There are some job titles you just don't see very much anymore: bank teller, filing clerk...sidekick.

The TV talk show hosts keep coming — comedienne Caroline Rhea and MTV VJ Ananda Lewis, to name two — but who will be sitting next to them onstage? Most likely, no one: And as Regis Philbin has proven, that's not such a bad thing.

Philbin used to be a sidekick himself, playing sympathetic ear to host Joey Bishop in the late '60s. Then he graduated to host — well, "co-host," along with Kathie Lee Gifford, on Live With Regis & Kathie Lee.

But now that the show is just Live With Regis since Gifford left in August, it has seen a surge in ratings. And since the solo Kathie Lee seems to attract about as much attention as, say, Charles Grodin, it could be argued that Gifford was a sidekick all along. We just never knew it.

And another show is also doing fine without its former sidekick: Andy Richter left Late Night With Conan O'Brien last May after seven years as the last one in the row of guest chairs.

Richter was the anti-McMahon. Where Johnny Carson's famously jocular counterpart Ed could always be counted on for a booming laugh and a hearty agreement, Richter's passive style made him a scapegoat in the show's early bad reviews.

But in true sidekick form, Richter rallied. He sat his ground, so to speak, and grew in appeal along with the show. But even a sidekick needs to ride his own horse: With nothing but kind words for Late Night, he turned in his chair.

"I love this show, I'm proud of this show, and I'm proud of my involvement," Richter said when he left. "I didn't want to start becoming bitter about it. I thought if I stick around here I'm going to start becoming an unpleasant person, and this place doesn't deserve that."

Philbin, perhaps not thinking of his own co-host, lamented Richter's departure. "He may be the last official sidekick," he said to The New York Times.

So what's an aspiring joke-polisher to do? Learn a useful skill. When in need of banter or someone to mock, hosts Jay Leno, Rosie O'Donnell, David Letterman and O'Brien have long relied on their musical sidemen. And Martin Short occasionally made announcer Michael McGrath his straight man.

Trevor Rieger, a talk show aficionado who runs TVTalkShows.com, thinks fickle and indifferent audiences have contributed to the sidekick's decline. "[Without a sidekick], viewers focus better on the host, and the networks don't have to pay hundreds of thousands of dollars for 'another' talk show host," he asserts. "In this instance, money talks and sidekicks play their instruments out of the 'eye' of the camera."

It also make sense to consider the genesis of the sidekick. When Jack Paar was opening his show with jokes disguised as anecdotes in the '50s, he needed future 20/20 anchor Hugh Downs as a listener. TV was still relatively new, after all, and the old straight-man conventions of vaudeville and radio were entrenched.
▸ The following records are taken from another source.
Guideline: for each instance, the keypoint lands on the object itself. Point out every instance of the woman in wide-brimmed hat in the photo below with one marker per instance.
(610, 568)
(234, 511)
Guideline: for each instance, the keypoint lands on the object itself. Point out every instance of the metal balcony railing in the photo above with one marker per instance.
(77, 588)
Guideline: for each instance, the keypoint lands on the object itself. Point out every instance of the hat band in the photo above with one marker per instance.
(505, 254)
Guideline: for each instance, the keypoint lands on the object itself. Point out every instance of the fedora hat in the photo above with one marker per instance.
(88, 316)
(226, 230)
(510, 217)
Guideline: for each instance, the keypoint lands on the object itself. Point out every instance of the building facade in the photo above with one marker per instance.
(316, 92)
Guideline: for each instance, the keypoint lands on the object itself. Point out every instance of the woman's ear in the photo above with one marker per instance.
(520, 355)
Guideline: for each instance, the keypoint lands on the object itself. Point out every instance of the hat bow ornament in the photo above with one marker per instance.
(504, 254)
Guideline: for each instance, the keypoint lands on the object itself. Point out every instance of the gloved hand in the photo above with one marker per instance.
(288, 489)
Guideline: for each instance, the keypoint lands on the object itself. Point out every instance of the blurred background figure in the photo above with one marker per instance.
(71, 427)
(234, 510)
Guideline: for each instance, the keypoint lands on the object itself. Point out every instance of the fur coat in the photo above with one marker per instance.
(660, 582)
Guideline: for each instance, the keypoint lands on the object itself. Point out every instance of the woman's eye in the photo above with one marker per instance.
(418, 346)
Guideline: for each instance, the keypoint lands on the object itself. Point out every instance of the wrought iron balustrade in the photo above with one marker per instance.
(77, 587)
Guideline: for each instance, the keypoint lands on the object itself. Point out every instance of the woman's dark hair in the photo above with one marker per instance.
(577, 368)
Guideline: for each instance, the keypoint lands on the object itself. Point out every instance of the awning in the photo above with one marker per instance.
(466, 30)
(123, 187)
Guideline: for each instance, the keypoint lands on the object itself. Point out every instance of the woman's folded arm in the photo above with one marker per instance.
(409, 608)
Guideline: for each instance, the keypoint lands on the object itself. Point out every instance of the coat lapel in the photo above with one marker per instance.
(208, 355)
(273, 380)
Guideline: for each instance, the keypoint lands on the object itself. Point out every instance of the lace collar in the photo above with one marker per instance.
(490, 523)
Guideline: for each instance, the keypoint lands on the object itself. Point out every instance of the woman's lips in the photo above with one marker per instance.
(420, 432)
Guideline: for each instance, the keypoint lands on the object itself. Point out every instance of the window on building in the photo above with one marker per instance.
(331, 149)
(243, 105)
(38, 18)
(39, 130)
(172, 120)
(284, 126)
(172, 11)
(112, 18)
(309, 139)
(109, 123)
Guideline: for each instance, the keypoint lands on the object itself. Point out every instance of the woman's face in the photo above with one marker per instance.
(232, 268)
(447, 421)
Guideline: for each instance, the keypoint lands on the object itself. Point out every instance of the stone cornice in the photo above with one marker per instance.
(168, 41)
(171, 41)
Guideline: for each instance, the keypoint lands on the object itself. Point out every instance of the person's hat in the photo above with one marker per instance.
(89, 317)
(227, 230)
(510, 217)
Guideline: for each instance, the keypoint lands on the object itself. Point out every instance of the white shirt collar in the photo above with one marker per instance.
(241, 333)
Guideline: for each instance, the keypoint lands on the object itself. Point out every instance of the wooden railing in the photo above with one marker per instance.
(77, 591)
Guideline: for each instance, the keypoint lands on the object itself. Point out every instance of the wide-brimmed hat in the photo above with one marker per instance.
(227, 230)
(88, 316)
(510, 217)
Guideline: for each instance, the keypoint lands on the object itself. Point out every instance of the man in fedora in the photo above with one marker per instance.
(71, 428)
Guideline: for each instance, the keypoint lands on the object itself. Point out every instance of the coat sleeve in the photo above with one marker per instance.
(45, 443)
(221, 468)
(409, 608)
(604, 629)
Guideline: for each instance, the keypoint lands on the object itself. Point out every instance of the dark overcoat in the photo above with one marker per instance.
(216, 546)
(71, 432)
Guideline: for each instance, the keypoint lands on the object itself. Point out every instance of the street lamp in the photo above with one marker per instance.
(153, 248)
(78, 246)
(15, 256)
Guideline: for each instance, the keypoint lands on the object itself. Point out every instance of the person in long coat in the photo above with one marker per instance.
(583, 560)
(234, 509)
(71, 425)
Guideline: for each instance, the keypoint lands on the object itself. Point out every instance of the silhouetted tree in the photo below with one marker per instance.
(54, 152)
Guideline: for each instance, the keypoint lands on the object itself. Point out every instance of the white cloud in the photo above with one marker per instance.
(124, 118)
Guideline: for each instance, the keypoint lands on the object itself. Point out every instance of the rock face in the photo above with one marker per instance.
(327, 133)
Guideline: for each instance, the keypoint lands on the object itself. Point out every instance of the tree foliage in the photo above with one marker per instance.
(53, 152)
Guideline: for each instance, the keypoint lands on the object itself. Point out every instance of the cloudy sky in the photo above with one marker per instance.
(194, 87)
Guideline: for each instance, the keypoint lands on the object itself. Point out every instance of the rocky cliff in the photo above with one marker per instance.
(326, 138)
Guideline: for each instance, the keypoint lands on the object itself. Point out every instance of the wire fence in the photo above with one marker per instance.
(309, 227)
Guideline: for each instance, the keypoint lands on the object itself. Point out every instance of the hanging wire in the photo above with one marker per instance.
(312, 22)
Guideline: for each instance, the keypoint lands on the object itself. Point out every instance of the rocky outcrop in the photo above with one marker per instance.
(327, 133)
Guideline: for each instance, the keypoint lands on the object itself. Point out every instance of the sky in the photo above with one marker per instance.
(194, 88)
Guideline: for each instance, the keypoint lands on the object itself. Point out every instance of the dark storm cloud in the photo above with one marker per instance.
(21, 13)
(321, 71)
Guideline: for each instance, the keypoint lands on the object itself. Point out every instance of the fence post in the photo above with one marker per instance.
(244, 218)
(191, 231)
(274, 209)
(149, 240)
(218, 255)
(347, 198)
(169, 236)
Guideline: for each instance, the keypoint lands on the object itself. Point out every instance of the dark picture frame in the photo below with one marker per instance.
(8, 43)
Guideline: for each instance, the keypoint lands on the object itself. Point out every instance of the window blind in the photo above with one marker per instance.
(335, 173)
Today comedy, like everything else, is faster paced and more interactive, with media-savvy audiences who don't require as much set-up. On MTV's Tom Green Show, for example, sidekicks Phil and Glenn aren't sounding boards so much as human gags prone to impromptu torture at the hands of their host.

Since leaving the Late Night nest, Richter has had a small role in Robert Altman's summer release Dr. T and the Women. An animated sitcom gig, Dog Days, got scuttled in development; but he is set to appear in Chris Rock's upcoming feature Pootie Tang.

That's not bad when you consider the career trajectories of recent sidekicks Howard Feller and Craig Shoemaker. Who are they, you ask? Exactly.